Secondly, with regards to Romans 5:12-21, Papasmurph’s answer to our question is completely arbitrary. The “all’s” in verse 17 refer to those in Christ, and those in Adam. But the “all’s” in verses 18 and 19 refer to all of mankind without exception. Upon what basis does Papasmurph make this distinction? What in the context gives him the right to differentiate between the “all’s” in vs. 17 and the ones on verses 18 and 19? I can see nothing that allows for Papasmurph to make the distinction he is making. I truth the reader will see so as well.
Thirdly, Papasmurph inserts numerous statements that the accomplishments in Romans 5 are “conditional” while others are “unconditional”. This is clear eisegesis. There is nothing in the context of the passage, nor is there anything in the grammar of language that requires us to insert these “conditional” and “unconditional” markers in the text. In fact, upon the Calvinist understanding of Christ’s ability to be a perfect savior, these passages make perfect sense without Papasmurph reading anything into them. None of the effects of the sin of Adam are conditional. No man ever met a condition to receive the punishment for the sin of Adam. Likewise, the effect of the work of Christ is unconditional. Christ perfectly provided justification of life for all who are in Him. All who are in Him are made righteous. Papasmurph simply inserts unilaterally (again) what he needs to prove.
Fourthly, Papasmurph pleads “context” as proof that “justification of life” in 5:18, refers to the ability for God to raise everyone from the dead, even those who are condemned. He says he derives this from context, but nowhere does he show how the context demands this. Papasmurph’s definition doesn’t make sense in Romans 5, or the rest of the book for that matter. In 5:18 justification is set over against “condemnation”, a legal term referring to someone’s status as a lawbreaker. In Christ, we are declared righteous before that same Law. This make sense of the context. A humorous exercise would be to say to yourself “ability to be raised form the dead” in every place where Paul uses “justified” in Romans. It will show anyone who cares about handling the text rightly, how bizarre Papasmurph’s interpretation is.

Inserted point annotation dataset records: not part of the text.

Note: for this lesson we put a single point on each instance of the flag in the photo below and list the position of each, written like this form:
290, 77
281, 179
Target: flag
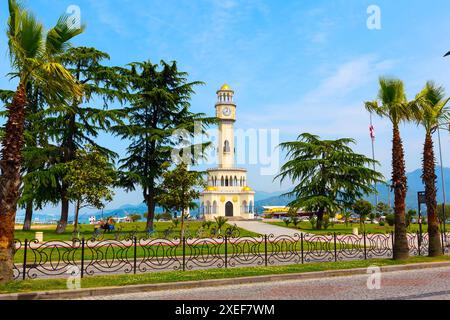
372, 132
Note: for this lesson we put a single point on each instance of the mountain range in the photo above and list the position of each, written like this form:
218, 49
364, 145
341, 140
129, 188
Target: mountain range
263, 198
415, 185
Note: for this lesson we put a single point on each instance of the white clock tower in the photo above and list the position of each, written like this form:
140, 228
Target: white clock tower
227, 194
226, 112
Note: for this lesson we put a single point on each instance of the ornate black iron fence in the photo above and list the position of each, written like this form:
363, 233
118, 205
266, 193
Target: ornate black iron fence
139, 255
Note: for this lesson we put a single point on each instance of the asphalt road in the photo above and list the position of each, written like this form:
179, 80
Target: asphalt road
416, 285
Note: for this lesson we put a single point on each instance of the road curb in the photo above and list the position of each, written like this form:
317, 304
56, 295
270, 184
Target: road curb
95, 292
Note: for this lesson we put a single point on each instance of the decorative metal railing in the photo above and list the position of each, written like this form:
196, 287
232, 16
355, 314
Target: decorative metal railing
134, 254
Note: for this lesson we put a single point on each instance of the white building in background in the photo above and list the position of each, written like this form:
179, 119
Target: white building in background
228, 194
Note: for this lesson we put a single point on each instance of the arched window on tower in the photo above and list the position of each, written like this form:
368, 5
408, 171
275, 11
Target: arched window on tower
226, 147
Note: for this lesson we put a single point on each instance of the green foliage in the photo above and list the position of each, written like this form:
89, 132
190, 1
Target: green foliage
329, 174
362, 208
176, 222
179, 189
326, 221
390, 219
159, 120
382, 209
347, 215
207, 224
439, 210
90, 177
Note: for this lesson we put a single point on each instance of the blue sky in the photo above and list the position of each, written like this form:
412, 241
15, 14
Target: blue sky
296, 66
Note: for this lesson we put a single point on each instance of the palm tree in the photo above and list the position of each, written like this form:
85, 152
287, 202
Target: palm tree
330, 176
33, 54
432, 113
392, 104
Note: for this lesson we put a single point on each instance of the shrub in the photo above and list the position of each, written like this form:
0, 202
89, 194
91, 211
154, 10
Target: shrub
390, 219
135, 217
175, 222
287, 221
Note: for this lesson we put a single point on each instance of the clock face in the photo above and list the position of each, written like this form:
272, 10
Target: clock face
226, 112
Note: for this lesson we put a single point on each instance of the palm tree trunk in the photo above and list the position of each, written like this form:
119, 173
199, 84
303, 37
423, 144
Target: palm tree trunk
429, 179
77, 212
401, 249
10, 180
182, 225
28, 216
150, 200
62, 224
320, 218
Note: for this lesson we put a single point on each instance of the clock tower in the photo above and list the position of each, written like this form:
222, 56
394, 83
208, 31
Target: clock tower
226, 113
227, 194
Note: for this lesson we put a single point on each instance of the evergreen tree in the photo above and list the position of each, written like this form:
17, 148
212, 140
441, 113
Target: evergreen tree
78, 123
160, 102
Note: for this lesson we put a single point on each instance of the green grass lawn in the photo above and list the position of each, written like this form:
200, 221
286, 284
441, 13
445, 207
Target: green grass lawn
305, 226
179, 276
86, 231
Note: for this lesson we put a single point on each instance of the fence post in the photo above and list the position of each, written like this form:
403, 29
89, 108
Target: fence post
335, 247
365, 245
419, 242
135, 254
24, 269
301, 246
82, 257
265, 250
184, 254
226, 251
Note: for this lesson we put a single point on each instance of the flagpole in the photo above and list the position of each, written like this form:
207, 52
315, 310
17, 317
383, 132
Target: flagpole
372, 136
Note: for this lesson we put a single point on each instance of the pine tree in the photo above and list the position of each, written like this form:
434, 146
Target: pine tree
160, 102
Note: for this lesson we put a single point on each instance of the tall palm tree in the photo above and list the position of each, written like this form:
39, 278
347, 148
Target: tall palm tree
330, 176
33, 54
392, 104
433, 112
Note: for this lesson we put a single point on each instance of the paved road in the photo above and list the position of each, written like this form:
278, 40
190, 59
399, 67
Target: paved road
417, 285
265, 228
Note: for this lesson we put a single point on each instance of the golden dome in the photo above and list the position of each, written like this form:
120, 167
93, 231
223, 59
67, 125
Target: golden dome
225, 87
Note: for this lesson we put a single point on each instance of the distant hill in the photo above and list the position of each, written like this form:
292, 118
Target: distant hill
269, 199
414, 185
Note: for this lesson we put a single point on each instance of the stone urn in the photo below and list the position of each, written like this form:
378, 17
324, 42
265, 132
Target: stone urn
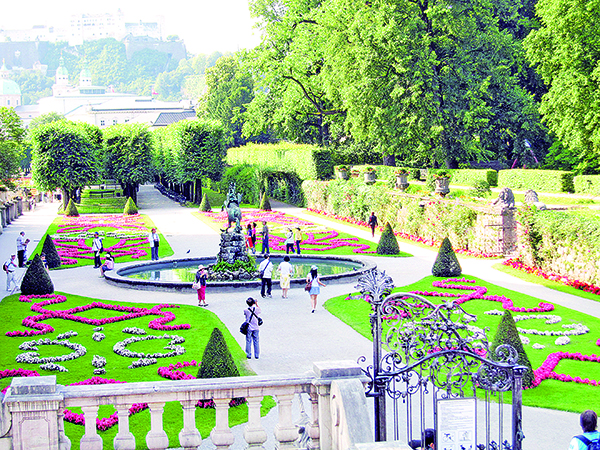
402, 181
442, 186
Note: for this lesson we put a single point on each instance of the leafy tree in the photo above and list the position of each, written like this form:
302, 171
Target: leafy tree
12, 134
128, 156
63, 157
566, 51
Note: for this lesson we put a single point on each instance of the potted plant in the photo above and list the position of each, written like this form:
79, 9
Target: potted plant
402, 178
370, 175
442, 182
343, 172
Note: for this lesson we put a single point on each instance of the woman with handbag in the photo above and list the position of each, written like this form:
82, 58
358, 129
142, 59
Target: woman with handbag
312, 286
254, 321
200, 285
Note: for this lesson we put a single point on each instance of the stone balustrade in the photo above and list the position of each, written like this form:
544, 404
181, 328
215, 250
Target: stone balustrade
35, 406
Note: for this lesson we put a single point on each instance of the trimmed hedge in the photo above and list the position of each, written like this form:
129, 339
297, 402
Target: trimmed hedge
467, 177
587, 184
306, 161
538, 180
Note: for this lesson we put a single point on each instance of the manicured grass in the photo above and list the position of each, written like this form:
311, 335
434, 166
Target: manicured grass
104, 226
567, 396
202, 323
557, 286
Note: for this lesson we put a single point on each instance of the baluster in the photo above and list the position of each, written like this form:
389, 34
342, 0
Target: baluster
64, 443
285, 431
156, 439
124, 439
90, 440
254, 434
313, 428
221, 435
189, 437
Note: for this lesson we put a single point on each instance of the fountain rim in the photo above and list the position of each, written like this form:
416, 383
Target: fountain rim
115, 277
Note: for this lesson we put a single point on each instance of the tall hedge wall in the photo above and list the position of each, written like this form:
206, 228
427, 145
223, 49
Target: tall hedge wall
538, 180
306, 161
587, 184
467, 177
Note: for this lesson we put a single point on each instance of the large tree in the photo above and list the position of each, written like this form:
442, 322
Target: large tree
128, 156
63, 157
566, 49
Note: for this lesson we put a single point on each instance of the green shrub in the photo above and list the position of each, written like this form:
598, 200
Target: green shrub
388, 244
130, 208
467, 177
36, 280
587, 184
538, 180
265, 205
71, 209
49, 250
217, 361
446, 264
507, 334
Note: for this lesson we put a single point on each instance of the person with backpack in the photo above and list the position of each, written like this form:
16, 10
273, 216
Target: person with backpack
9, 267
590, 439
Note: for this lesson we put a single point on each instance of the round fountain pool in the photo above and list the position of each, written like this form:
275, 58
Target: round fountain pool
178, 274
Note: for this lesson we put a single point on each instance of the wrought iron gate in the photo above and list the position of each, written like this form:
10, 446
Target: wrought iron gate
423, 353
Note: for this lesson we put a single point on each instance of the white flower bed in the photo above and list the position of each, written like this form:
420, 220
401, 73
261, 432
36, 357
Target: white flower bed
176, 350
33, 357
134, 330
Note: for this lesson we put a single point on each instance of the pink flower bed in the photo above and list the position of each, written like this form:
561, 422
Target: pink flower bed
516, 263
71, 250
315, 241
409, 237
70, 314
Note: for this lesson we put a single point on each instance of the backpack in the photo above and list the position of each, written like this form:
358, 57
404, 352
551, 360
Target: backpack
591, 445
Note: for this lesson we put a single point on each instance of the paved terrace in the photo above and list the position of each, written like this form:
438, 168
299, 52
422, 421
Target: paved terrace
292, 338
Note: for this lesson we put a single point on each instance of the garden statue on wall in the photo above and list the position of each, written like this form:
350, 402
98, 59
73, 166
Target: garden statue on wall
232, 206
505, 200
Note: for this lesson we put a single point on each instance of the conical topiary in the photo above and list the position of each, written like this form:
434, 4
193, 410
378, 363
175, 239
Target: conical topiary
217, 361
264, 203
130, 208
36, 280
71, 210
49, 250
446, 264
205, 205
507, 334
388, 244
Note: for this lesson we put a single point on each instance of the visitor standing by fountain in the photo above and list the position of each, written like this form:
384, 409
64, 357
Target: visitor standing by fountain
286, 270
312, 286
266, 270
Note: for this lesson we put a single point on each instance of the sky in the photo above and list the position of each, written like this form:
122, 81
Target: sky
204, 25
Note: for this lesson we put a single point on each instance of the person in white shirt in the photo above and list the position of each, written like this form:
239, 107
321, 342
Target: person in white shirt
266, 271
285, 270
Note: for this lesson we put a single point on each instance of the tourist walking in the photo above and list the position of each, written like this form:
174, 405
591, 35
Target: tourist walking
21, 248
97, 249
10, 267
252, 314
200, 285
266, 271
154, 240
289, 241
298, 239
109, 264
588, 421
265, 235
285, 270
312, 283
373, 223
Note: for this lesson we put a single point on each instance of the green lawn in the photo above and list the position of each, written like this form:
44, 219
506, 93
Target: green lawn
567, 396
202, 323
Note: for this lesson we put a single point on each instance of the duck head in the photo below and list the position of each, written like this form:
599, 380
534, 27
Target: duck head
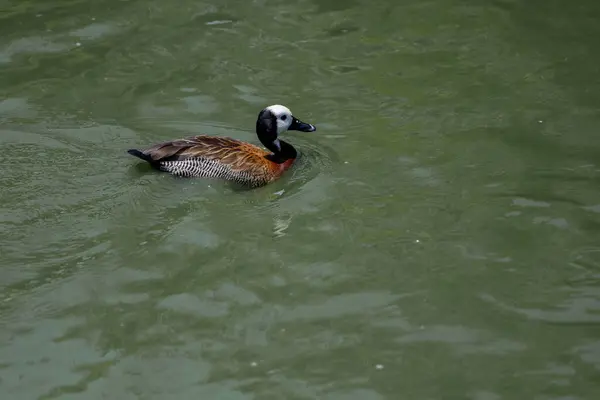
273, 121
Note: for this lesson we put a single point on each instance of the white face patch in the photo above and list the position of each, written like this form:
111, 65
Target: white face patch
283, 115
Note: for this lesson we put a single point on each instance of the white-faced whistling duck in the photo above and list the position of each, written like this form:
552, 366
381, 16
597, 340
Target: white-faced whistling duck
230, 159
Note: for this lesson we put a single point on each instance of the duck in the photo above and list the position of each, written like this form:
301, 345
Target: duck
229, 159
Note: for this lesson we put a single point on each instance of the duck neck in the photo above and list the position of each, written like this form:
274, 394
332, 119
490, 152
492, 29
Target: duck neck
282, 154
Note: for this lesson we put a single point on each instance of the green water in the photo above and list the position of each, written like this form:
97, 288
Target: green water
438, 239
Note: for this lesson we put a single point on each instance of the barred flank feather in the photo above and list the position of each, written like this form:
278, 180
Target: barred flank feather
214, 157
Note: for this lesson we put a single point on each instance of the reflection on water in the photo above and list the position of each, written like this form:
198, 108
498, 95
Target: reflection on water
437, 237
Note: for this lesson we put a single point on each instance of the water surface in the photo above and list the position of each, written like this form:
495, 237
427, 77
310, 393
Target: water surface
438, 239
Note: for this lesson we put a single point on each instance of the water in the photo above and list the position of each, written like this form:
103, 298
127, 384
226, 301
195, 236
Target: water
438, 239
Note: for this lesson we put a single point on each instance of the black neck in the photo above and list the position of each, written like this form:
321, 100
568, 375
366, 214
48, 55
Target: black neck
280, 156
266, 130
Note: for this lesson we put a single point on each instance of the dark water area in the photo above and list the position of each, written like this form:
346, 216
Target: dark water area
439, 238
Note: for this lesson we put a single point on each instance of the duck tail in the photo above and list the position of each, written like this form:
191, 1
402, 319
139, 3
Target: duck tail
142, 155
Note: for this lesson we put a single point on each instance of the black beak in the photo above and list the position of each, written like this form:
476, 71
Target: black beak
298, 125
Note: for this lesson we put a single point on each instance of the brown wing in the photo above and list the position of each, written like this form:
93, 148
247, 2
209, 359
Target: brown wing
236, 154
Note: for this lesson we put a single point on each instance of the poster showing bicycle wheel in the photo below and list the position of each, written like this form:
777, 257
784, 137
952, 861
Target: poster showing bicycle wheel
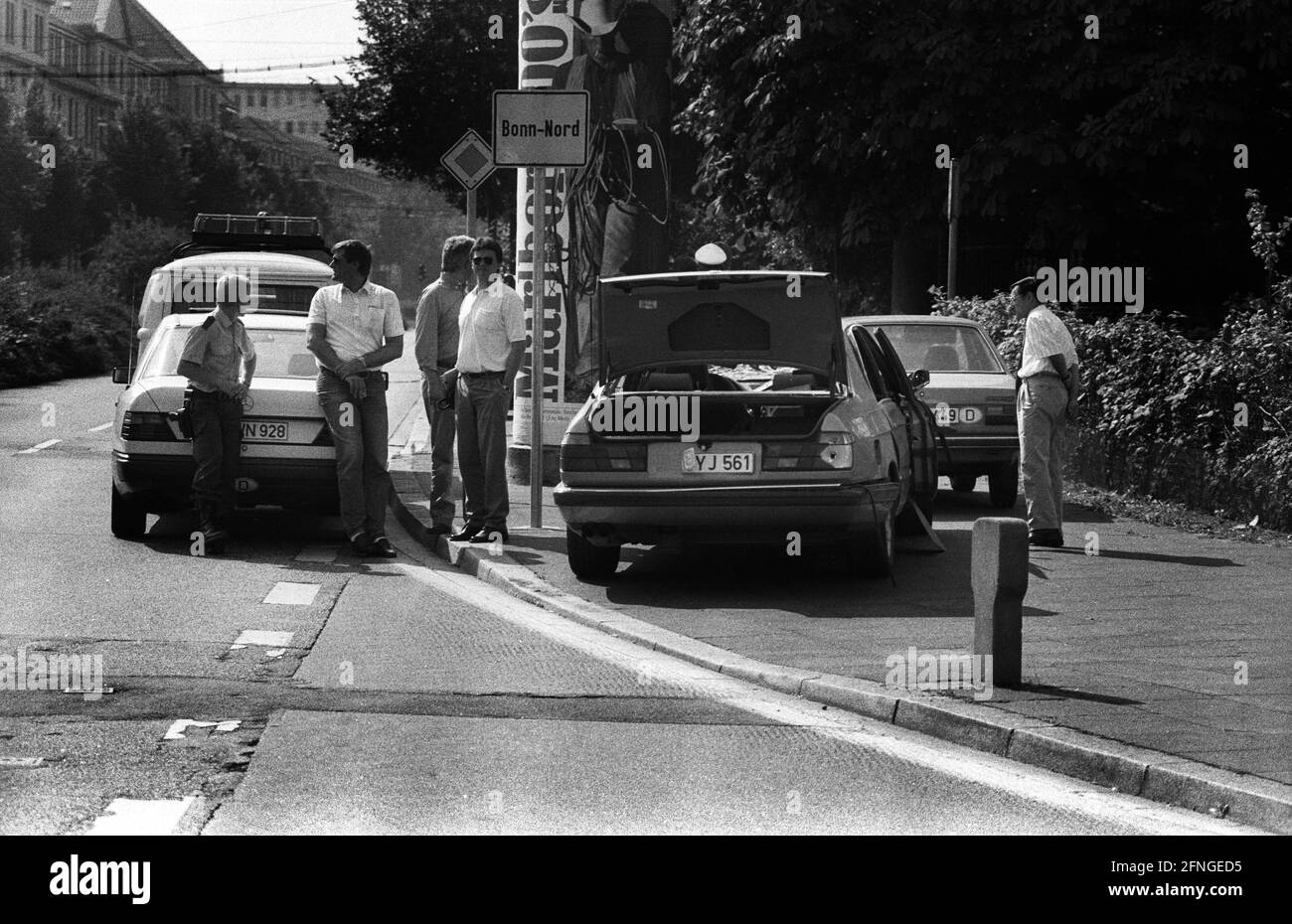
608, 218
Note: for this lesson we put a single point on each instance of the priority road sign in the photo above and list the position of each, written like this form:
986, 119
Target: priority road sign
469, 160
541, 128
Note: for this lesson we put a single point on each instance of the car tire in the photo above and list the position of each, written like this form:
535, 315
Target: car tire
871, 553
588, 561
1003, 485
129, 520
908, 524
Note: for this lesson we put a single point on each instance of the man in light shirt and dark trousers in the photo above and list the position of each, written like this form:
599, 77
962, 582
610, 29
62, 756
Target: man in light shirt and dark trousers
354, 327
1050, 385
490, 349
435, 347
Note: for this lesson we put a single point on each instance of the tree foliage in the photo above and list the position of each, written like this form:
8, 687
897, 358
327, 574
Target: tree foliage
425, 76
1123, 144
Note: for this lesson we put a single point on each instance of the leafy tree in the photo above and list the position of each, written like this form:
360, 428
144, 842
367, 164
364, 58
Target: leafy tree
1120, 146
425, 76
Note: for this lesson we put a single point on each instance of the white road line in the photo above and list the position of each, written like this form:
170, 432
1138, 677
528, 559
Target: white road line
952, 760
292, 593
267, 639
142, 816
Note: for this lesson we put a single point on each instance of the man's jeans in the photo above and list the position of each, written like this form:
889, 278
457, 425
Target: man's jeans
443, 429
482, 450
360, 433
1042, 422
216, 450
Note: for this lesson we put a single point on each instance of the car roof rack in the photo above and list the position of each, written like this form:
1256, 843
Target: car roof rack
267, 232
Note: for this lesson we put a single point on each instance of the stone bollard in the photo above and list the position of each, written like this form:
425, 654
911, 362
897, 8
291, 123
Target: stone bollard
999, 585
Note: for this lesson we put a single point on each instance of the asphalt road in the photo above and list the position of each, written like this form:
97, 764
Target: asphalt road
405, 696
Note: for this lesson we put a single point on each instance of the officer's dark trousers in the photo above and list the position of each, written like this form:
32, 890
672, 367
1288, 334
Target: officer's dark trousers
216, 450
360, 432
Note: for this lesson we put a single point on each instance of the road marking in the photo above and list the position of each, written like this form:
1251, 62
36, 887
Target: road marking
951, 760
142, 816
292, 593
180, 725
267, 639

· Romans 8-Man in the Flesh
We asked Papasmurph how he could include a true Christian in his definition of “a natural man” in Romans 8. Rather than answer our question, he once again proceeded to assert his position (and avoid completely answering our question). I urge the reader to look at Micah’s question to Papasmurph, and see if Papasmurph even tried to answer what was asked of him.
In addition to avoiding our question, he simply stated again “Having said that, the natural man still has free will, so the syndrome is not necessarily permanent or irreversible.” This is the entire issue under debate. Rather than merely assert this, I beg Papasmurph (some time before the end of this debate) to please prove this. He says this “condition” is neither permanent nor irreversible. This is only partially. True, yes, this condition is reversible, but only because in regeneration God enables man to once again desire spiritual things, they are no loner foolishness to him (1 Cor. 2:14). In his natural state, however, the text explicitly states that this condition is in fact permanent. The natural man is none of Christ’s (8:9). His mind is therefore set on the flesh, resulting in death (8:6). The natural man, who has his mind set on the flesh, “can not please God”. This is the explicit testimony of the text. Papasmurph has been asked repeatedly to answer this, and he refuses to.
· For Another Man’s Sins?Papasmurph objects to the idea of one man dying for another’s sins. He says it is unjust. I would remind him that our Savior was punished for another man’s sins. Papasmurph’s objection makes the atonement impossible.